Thousands flee fury of Indonesia volcano

Sumatra island put on highest alert status as Mount Sinabung spits plumes of ash, gravel and gas 5,000m into the air.

    Thousands flee fury of Indonesia volcano
    Residents near Sinabung volcano have reported it 'raining rocks' over a large area [AFP]

    Indonesia has ordered the evacuation of 15,000 people from their homes near an active volcano as it pushed up the alert for emergency to the highest levels.

    Officials on Sunday raised the alert for Mount Sinabung, on Sumatra, after it began throwing clouds of ash, gravel and gas as high as 5,000m, according to government volcanologists.

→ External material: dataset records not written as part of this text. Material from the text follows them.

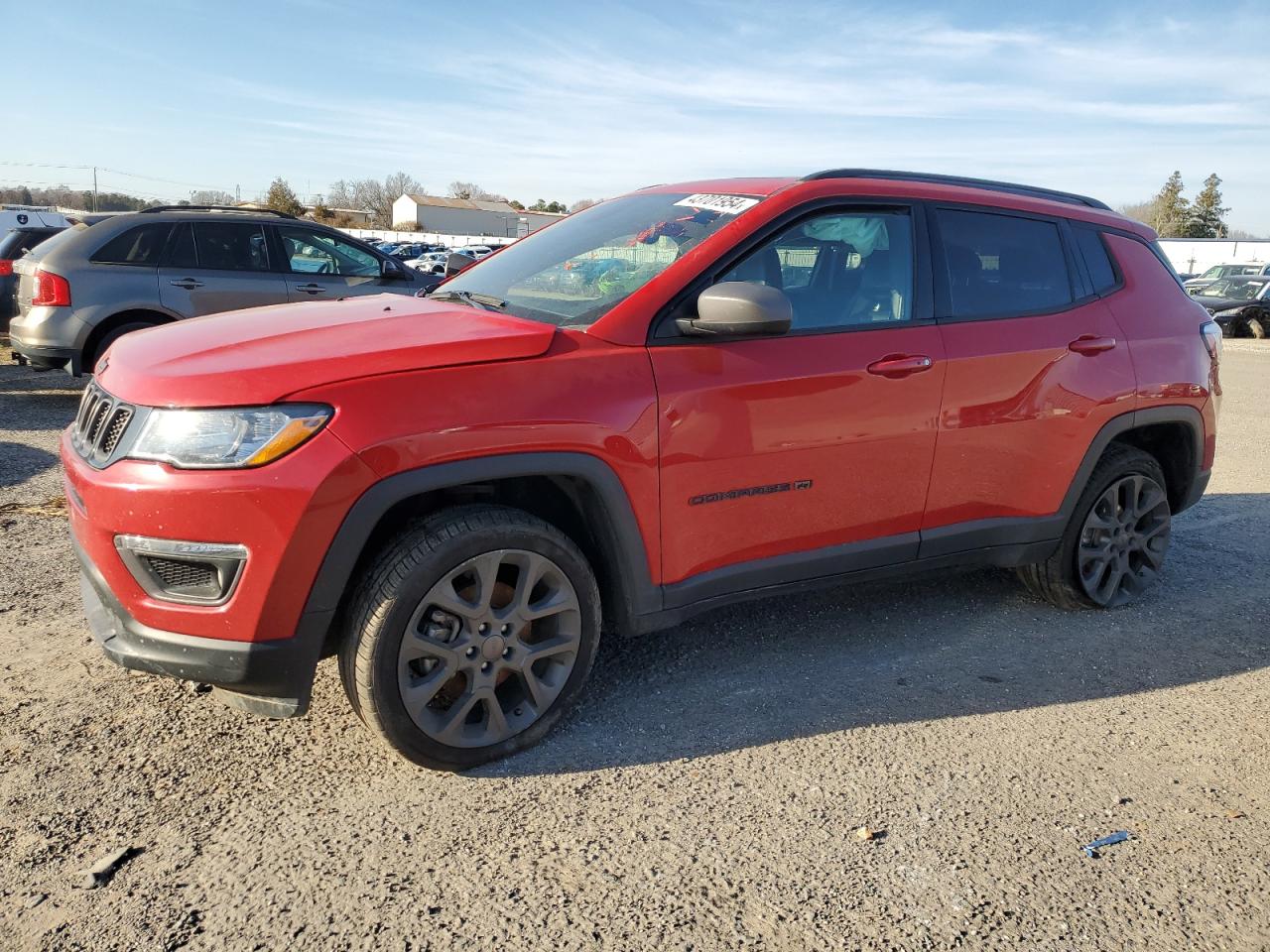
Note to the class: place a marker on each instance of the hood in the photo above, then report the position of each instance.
(263, 354)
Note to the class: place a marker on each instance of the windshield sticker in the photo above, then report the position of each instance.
(725, 204)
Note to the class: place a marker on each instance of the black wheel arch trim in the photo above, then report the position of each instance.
(622, 530)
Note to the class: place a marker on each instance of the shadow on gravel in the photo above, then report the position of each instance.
(21, 462)
(929, 648)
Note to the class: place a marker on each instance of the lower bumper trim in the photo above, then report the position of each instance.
(273, 678)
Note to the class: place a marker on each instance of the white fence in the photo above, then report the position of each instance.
(1196, 255)
(432, 238)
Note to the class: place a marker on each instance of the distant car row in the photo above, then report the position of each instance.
(81, 287)
(1194, 284)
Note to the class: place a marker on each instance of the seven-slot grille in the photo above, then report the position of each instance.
(100, 424)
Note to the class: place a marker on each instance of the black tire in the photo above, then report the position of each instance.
(386, 604)
(102, 345)
(1058, 579)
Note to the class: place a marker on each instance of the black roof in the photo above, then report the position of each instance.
(236, 209)
(987, 184)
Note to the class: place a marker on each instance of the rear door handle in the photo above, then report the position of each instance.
(896, 366)
(1089, 344)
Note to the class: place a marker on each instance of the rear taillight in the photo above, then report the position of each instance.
(51, 291)
(1211, 334)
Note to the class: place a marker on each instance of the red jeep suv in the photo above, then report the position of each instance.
(674, 400)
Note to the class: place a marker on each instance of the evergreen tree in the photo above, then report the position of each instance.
(281, 198)
(1206, 214)
(1171, 208)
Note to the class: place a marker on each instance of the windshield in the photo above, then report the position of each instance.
(572, 272)
(1234, 290)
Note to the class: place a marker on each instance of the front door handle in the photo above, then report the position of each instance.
(896, 366)
(1091, 344)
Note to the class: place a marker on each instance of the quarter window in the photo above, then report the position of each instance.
(1096, 259)
(317, 253)
(234, 246)
(139, 245)
(1001, 266)
(843, 270)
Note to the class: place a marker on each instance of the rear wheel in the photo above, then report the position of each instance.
(470, 636)
(1115, 542)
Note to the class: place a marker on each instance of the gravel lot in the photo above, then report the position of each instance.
(705, 794)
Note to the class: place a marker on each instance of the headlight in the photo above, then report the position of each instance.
(227, 439)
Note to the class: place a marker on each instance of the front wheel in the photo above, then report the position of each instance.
(1115, 542)
(470, 636)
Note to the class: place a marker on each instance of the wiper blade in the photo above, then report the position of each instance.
(471, 298)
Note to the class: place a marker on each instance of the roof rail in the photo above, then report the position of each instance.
(214, 208)
(987, 184)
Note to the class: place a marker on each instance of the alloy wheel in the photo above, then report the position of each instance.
(489, 648)
(1123, 540)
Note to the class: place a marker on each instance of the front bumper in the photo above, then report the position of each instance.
(271, 678)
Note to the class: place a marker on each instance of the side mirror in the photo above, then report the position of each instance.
(738, 307)
(456, 262)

No casualties have been reported so far.

    "We have raised the status to 'caution', which is the highest of levels for volcanic activity because we anticipate
    there will be more eruptions and because the intensity of eruptions has been increasing," the National Disaster Mitigation Agency said in a written statement.

    About 6,000 people have already been moved from the area, 88km from Medan, the capital of North Sumatra province, and were placed in 16 safe locations. Authorities narrowed the evacuation radius to 5km from 3km and the military geared up to move residents out.

    Deadly eruptions

    About 12,000 evacuees from eight villages around the mountain were packed Sunday in crowded government camps away from the crater, said Sutopo Purwo Nugroho, a spokesman for the disaster agency.

    Bambang Ervan, a spokesman for the transport ministry, said airlines had been notified to avoid routes near the mountain.

    Sinabung, which has been dormant for three years, has erupted repeatedly since September. It is one of nearly 130 active volcanoes in the world's fourth-most populated country, which straddles the "Pacific Ring of Fire".

    The most deadly eruption in recent years was of Mount Merapi in 2010, near the densely populated city of Yogyakarta in central Java. More than 350 people were killed.

    The volcano's last eruption, in August 2010, killed two people and forced 30,000 others to flee. It caught many scientists off guard because it had been quiet for four centuries.